Zum Aktualisieren eines Exchange 2003-LDAP-Filters auf die OPATH-Syntax müssen Sie zunächst ermitteln, worauf der LDAP-Filter filtert. Führen Sie die folgenden Schritte aus:

  1. Kopieren Sie einen vorhandenen Filter in eine einen Text-Editor, wie etwa den Windows-Editor.

    WichtigWichtig:
    Bevor Sie beginnen, dokumentieren Sie den vorhandenen LDAP-Filter.

    In diesem Beispiel wird ein LDAP-Filter für eine E-Mail-Adressrichtlinie gezeigt.

    (&(&(|(&(&(objectCategory=user)(msExchangeHomeServerName=/o=ORG/ou=SITE/cn=Configuration/cn=Servers/cn*)))(&(|(objectCategory=group)(objectCategory=msExchangeDynamicDistributionList))(displayName=IT*)))))
    
  2. Fügen Sie in Editor Einzüge für die Zeilen des Filters ein, um den logischen Ablauf zu verdeutlichen.

  3. Schreiben Sie eine Aussage, die die Funktion des Filters erläutert. In diesem Beispiel enthält der Filter der E-Mail-Adressrichtlinie folgende Objekte:

    • Alle Benutzerkategorieobjekte, die über einen Basisserver in einer bestimmten administrativen Gruppe verfügen.

    • Alle Gruppen oder dynamischen Verteilerlisten, die mit einem bestimmten Anzeigenamen beginnen.

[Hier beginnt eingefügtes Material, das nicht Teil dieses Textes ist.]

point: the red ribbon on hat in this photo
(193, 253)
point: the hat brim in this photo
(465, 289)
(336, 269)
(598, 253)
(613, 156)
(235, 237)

Nachdem die Funktion des LDAP-Filters ermittelt wurde, muss dieser in die OPATH-Syntax übersetzt werden.

HinweisHinweis:
Die Namen für viele Eigenschaften wurden geändert. Beispielsweise lautet der Name der LDAP-Eigenschaft mailNickname in Exchange 2010 nun Alias. Eine vollständige Liste der Eigenschaftennamen finden Sie unter Filterbare Eigenschaften für den Parameter "-RecipientFilter"
  1. Erstellen Sie den Empfängerfilter auf Grundlage der weiter oben in diesem Thema in Schritt 3 des Abschnitts "Ermitteln der Funktion des LDAP-Filters" getroffenen Aussage.

    (ServerLegacyDN -like "/o=ORG/ou=SITE/cn=Configuration/cn=Servers/cn=*")
     ((RecipientType -eq "<group recipient type>" -or RecipientType -eq "DynamicDL") -and (DisplayName -like "IT"))
    
  2. Erstellen Sie den Befehl unter Verwendung des geeigneten Set-Cmdlets, und führen Sie den Befehl in der Exchange-Verwaltungsshell aus.

    Set-EmailAddressPolicy eap1 -RecipientFilter {(ServerLegacyDN -like "/o=ORG/ou=SITE/cn=Configuration/cn=Servers/cn=*") -and ((RecipientType -eq "<group recipient type>" -or RecipientType -eq "DynamicDL") -and (DisplayName -like "IT"))}
    
HinweisHinweis:
Die meisten der Eigenschaften für den Parameter -RecipientFilter akzeptieren Platzhalterzeichen. Wenn Sie ein Platzhalterzeichen verwenden, geben Sie nicht den Operator -eq an. Verwenden Sie stattdessen den Operator -like. Der Operator -like wird zum Suchen nach Musterübereinstimmungen in Zeichenfolgen verwendet, während der Operator -eq zum Suchen nach einer genauen Übereinstimmung verwendet wird.